И еще одна серьезная реструктуризация, которую пытается проводить Минобрнауки,– перевод научных исследований под крышу университетов, как это принято на Западе и как это не было принято в СССР, где академическая наука росла в отрыве от вузов. Татьяна Клячко рассказала «Ко», что для достижения этой цели правительство по «госзаданиям» выделяет вузам бюджетные средства на фундаментальные исследования, к этому же надо прибавить участие вузов в конкурсах на НИР и программе «мегагрантов» на создание научных лабораторий под руководством выдающихся ученых. «Говорить про эффективность этих мер пока достаточно сложно. Наука, особенно фундаментальная, – это долгое дело, быстрой отдачи от нее ждать бессмысленно, тем более, что по многим направлениям мы отстали довольно сильно, и созданием нескольких лабораторий положение поправить трудно», – считает эксперт.
По данным директора Института экономики РАН Елены Ленчук, теперь в пересчете на одного исследователя финансирование в вузовском секторе уже в 2,7 раза превышает финансирование организаций ФАНО. Надо иметь в виду, что в вузах и академических институтах часто работают одни и те же ученые. «Перенести науку в университеты не удалось, – объясняет директор Института геологии и минералогии им. В.С. Соболева СО РАН, академик РАН Николай Похиленко. – Она осталась в научных институтах, а по факту использовались только деньги, которые выделялись университетам. На полученные университетами гранты все делалось в институтах».
По мнению Евгения Онищенко, лучшей оценкой проводимой министерством политики будут слова президента Путина, сказанные на январском заседании Совета по науке и образованию: «Преобразования должны какие-то происходить». Чиновникам нужно доказывать, что реформа РАН идет успешно, вот и приходится активно имитировать полезную деятельности – вести кампанию по реструктуризации сети научных организаций, выделять десятки актуальных направлений научно-технологического развития и т.д.

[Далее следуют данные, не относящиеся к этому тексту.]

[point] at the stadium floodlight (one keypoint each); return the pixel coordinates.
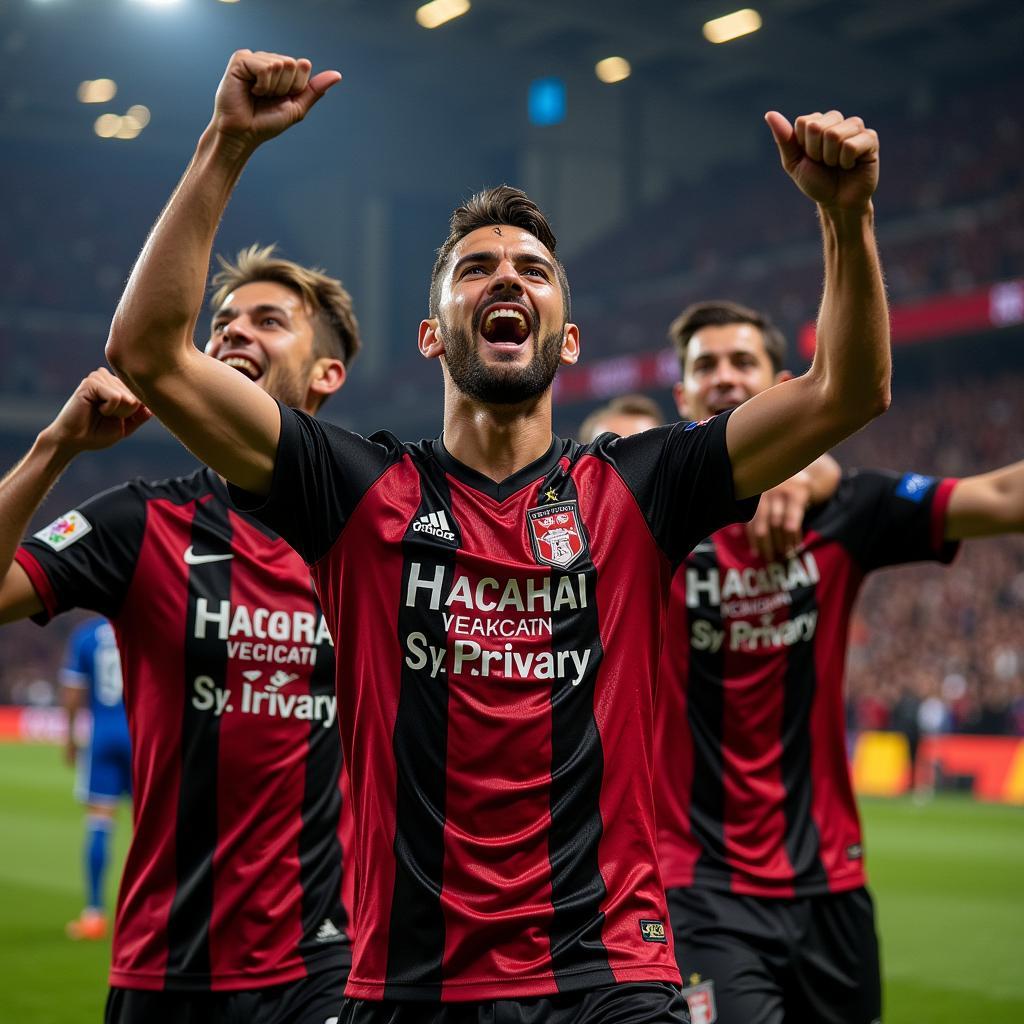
(435, 13)
(547, 101)
(97, 90)
(108, 125)
(612, 70)
(129, 127)
(139, 114)
(729, 27)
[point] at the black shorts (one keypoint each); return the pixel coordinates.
(750, 960)
(648, 1003)
(315, 999)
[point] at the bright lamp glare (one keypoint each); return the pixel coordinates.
(435, 13)
(139, 114)
(612, 70)
(98, 90)
(729, 27)
(108, 125)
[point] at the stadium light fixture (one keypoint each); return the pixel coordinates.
(612, 70)
(97, 90)
(435, 13)
(729, 27)
(140, 114)
(108, 125)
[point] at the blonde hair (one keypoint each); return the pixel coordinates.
(336, 331)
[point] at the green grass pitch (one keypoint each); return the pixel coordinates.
(948, 878)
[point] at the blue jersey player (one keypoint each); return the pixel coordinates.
(91, 674)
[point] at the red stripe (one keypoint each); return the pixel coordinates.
(677, 849)
(39, 580)
(497, 895)
(834, 807)
(754, 819)
(364, 570)
(256, 925)
(154, 674)
(630, 570)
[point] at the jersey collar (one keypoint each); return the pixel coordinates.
(537, 470)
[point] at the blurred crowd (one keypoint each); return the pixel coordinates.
(950, 219)
(937, 649)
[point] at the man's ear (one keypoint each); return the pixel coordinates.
(328, 376)
(570, 345)
(430, 343)
(679, 396)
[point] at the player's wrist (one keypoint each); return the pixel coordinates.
(53, 449)
(225, 148)
(848, 220)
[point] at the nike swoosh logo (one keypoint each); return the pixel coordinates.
(193, 559)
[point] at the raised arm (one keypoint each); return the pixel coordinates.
(100, 413)
(987, 504)
(777, 526)
(835, 162)
(227, 421)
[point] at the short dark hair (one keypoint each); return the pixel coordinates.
(720, 312)
(502, 205)
(624, 404)
(336, 331)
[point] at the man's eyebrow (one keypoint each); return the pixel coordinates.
(489, 256)
(229, 312)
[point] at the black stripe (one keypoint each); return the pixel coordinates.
(192, 908)
(577, 772)
(802, 841)
(706, 714)
(320, 847)
(416, 934)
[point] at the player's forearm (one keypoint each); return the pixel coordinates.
(22, 492)
(987, 505)
(822, 478)
(852, 360)
(155, 320)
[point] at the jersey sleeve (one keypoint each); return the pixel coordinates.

«Государству следовало бы отказаться от суетливой имитации успешной реализации политики реформирования науки и заняться выработкой разумной научной политики при участии научного сообщества, – уверен эксперт, – а также взять на себя определенные обязательства в плане финансирования фундаментальной науки, поскольку при сокращении бюджетного финансирования науки изменить положение к лучшему невозможно».
Между тем Ольга Васильева, хотя и работала в Институте российской истории РАН, проблемами управления наукой вплотную никогда не занималась. В президентской администрации она работала в управлении общественных проектов, специализирующемся на патриотическом воспитании. Новая глава Минобрнауки уже уволила многих работавших при Ливанове заместителей министра, но о своих намерениях в сфере науки пока ничего не говорит, ее больше интересует сфера образования, особенно школьного. И научная общественность пока буквально не знает, чего ждать в будущем, кроме практически гарантированного сокращения финансирования.